I’ve written before about the importance that I see in Learning Walks and fact that I disagree with unions and a lot of other colleagues in the way that I think they should be carried out. Learning Walks, as a system of monitoring, get directly to the core of what we want to monitor, the “received curriculum”, or what is alive in the mind of our students. I know that’s not particularly tangible so I also subscribe to the approach of “pure” AfL where marking isn’t over until students have had the opportunity to work on targets or action points that they have been given.
“All teachers give pupils clear feedback which identifies next steps and provides opportunities in lessons for pupils to discuss and act upon the feedback.”
AfL & APP Quality Standards
Monitoring should consider how often this approach is employed whilst also considering the fact that sometimes we simply have to “check” that work is being done or has been done.

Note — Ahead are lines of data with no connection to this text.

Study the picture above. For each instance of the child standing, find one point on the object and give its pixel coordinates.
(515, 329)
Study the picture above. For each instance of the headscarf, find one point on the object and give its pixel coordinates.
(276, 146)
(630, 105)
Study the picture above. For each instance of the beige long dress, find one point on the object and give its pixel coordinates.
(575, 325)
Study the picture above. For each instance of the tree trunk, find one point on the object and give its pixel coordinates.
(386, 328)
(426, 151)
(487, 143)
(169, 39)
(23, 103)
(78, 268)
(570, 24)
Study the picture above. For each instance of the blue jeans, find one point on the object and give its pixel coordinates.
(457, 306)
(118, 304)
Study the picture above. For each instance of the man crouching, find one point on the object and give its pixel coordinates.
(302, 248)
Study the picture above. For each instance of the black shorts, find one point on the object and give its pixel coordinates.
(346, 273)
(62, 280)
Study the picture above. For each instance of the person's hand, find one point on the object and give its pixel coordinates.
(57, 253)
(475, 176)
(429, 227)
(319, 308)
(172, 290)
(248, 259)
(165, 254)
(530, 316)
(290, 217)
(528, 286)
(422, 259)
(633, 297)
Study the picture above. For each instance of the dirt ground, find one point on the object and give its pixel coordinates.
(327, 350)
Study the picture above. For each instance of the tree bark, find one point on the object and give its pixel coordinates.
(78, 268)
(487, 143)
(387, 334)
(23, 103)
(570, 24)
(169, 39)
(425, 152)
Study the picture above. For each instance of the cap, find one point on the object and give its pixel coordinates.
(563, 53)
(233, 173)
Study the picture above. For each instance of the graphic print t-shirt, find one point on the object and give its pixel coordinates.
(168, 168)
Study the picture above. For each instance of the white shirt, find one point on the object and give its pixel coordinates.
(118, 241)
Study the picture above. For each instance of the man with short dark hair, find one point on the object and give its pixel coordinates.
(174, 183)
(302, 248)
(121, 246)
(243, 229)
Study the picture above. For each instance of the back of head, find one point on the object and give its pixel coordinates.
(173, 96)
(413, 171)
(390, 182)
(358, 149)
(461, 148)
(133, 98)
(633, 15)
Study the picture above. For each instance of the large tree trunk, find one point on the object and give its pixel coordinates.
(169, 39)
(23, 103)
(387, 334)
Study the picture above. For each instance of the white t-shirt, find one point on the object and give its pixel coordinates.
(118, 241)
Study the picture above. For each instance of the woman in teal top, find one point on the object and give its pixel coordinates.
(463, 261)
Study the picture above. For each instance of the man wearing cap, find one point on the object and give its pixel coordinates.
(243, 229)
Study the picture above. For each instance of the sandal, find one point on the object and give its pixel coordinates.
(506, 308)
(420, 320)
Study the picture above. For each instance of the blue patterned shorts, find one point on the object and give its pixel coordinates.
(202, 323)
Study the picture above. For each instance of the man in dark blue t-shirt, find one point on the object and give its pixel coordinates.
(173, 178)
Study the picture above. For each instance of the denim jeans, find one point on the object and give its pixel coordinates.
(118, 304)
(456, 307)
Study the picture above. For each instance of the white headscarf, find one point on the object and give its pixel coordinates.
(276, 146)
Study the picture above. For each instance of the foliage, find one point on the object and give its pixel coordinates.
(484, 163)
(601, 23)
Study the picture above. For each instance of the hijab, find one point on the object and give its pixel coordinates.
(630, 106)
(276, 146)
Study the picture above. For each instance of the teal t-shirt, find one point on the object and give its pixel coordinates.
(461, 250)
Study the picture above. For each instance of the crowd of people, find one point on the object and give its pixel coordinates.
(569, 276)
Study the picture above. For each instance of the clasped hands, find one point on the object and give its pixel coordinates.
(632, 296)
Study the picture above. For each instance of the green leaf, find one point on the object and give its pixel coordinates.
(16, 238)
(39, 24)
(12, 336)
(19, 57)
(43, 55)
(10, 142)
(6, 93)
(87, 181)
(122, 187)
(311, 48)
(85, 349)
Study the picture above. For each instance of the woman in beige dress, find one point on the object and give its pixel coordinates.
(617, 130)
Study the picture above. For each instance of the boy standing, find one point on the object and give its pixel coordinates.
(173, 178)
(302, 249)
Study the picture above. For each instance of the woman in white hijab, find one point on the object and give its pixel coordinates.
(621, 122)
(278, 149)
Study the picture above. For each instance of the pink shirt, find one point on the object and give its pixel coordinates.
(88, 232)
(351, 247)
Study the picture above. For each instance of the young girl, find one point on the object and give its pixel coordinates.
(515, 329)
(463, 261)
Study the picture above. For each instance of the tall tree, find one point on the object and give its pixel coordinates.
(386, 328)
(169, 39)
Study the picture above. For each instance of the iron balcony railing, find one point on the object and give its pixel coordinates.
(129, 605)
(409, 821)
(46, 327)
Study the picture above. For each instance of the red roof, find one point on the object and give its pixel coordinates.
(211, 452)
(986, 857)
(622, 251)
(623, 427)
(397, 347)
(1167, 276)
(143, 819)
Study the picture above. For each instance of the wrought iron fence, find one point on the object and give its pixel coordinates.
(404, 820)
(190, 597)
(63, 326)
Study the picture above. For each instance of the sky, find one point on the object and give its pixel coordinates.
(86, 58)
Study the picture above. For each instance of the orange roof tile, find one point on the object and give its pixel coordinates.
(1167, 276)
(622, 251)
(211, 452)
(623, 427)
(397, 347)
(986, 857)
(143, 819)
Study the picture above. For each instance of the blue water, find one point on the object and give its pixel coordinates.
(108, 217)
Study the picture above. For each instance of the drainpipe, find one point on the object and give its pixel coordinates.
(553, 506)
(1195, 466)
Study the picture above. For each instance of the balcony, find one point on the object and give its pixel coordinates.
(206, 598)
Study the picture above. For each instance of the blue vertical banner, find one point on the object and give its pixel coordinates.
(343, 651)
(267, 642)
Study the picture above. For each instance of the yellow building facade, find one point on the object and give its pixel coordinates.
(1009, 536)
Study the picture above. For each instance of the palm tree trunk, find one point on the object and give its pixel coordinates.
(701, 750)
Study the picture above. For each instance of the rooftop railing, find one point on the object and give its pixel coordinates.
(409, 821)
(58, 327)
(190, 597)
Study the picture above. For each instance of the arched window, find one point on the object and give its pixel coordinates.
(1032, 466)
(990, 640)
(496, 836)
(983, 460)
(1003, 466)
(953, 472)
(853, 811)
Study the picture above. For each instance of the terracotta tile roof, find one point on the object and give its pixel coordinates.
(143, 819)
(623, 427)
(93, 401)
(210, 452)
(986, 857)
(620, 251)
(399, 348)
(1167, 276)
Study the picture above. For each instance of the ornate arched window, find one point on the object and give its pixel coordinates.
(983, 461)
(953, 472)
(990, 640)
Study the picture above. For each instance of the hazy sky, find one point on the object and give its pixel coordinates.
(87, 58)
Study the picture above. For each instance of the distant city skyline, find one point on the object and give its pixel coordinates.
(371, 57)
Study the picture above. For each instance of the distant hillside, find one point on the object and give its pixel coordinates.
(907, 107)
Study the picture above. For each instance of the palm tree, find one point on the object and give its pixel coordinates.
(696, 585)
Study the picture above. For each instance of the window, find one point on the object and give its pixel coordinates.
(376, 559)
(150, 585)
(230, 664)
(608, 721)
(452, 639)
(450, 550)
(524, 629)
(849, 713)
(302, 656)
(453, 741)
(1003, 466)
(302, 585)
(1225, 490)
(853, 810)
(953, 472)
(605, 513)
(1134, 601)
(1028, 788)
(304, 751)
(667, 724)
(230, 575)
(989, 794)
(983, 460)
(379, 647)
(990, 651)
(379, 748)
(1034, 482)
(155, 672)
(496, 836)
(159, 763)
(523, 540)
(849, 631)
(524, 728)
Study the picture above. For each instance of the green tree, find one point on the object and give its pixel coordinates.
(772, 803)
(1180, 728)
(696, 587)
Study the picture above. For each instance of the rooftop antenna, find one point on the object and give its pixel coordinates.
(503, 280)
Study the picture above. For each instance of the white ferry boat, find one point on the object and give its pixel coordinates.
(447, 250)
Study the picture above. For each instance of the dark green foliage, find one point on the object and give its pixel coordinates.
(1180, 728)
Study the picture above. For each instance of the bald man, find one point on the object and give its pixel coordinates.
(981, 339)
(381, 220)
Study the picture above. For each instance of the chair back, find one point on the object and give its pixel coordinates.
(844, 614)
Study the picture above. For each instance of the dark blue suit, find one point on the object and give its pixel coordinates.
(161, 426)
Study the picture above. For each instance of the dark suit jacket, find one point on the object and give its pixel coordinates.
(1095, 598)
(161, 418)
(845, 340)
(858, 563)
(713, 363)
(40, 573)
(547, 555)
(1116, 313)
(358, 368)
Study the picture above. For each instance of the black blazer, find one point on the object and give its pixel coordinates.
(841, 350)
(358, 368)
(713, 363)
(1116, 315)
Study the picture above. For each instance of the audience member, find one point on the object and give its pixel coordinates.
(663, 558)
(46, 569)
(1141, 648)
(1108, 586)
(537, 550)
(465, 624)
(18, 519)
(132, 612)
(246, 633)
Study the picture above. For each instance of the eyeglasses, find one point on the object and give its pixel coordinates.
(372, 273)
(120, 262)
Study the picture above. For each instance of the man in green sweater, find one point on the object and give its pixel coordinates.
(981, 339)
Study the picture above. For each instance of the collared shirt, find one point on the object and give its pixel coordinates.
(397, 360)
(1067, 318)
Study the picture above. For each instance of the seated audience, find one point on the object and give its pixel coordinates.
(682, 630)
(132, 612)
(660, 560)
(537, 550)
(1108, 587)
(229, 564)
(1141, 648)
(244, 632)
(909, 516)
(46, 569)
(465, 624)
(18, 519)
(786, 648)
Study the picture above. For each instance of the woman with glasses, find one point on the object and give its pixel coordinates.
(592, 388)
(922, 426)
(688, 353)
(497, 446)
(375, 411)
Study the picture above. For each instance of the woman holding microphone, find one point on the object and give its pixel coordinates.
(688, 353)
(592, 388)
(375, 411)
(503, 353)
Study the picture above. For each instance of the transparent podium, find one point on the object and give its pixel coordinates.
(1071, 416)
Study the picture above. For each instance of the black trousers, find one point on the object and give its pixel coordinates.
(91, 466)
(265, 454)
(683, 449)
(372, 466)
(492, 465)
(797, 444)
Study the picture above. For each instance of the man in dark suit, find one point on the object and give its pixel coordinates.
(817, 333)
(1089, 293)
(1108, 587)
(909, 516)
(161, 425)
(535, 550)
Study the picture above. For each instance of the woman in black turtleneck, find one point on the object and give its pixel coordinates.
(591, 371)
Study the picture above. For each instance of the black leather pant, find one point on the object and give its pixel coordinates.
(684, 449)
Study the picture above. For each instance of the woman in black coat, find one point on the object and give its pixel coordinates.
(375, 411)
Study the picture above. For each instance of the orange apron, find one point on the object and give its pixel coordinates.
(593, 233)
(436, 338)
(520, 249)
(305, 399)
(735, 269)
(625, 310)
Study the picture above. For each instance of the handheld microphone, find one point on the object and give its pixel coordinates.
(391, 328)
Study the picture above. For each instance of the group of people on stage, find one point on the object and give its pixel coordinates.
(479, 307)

In which case, “tick and flick” is wholly appropriate.
I can’t completely do this justice, but a blog I have learned a lot from is that of Hayley Thompson (@HThompson) a fabulous AST Science teacher who I didn’t get the chance to see at Pedagoo London but who writes in great detail about the work she has done around effective marking and dialogue and the power of the green pen. I can recommend her blog wholeheartedly: www.educatingmatters.wordpress.com.
I know I don’t offer a great deal of support to do this better. The only suggestion I can make beyond reviewing approaches to marking, feedback, assessment and monitoring is that you don’t allow the tail to continue to wag this particular dog. If a monitoring visit is due don’t mark your books unless it fits into your usual scheme and timetable for doing this. We’re better than the thought that, when someone opens an exercise book we hear a distant voice saying, “these exercise books are being monitored to ensure a quality experience”. We know when we need to mark and, moreover, we know when we can mark.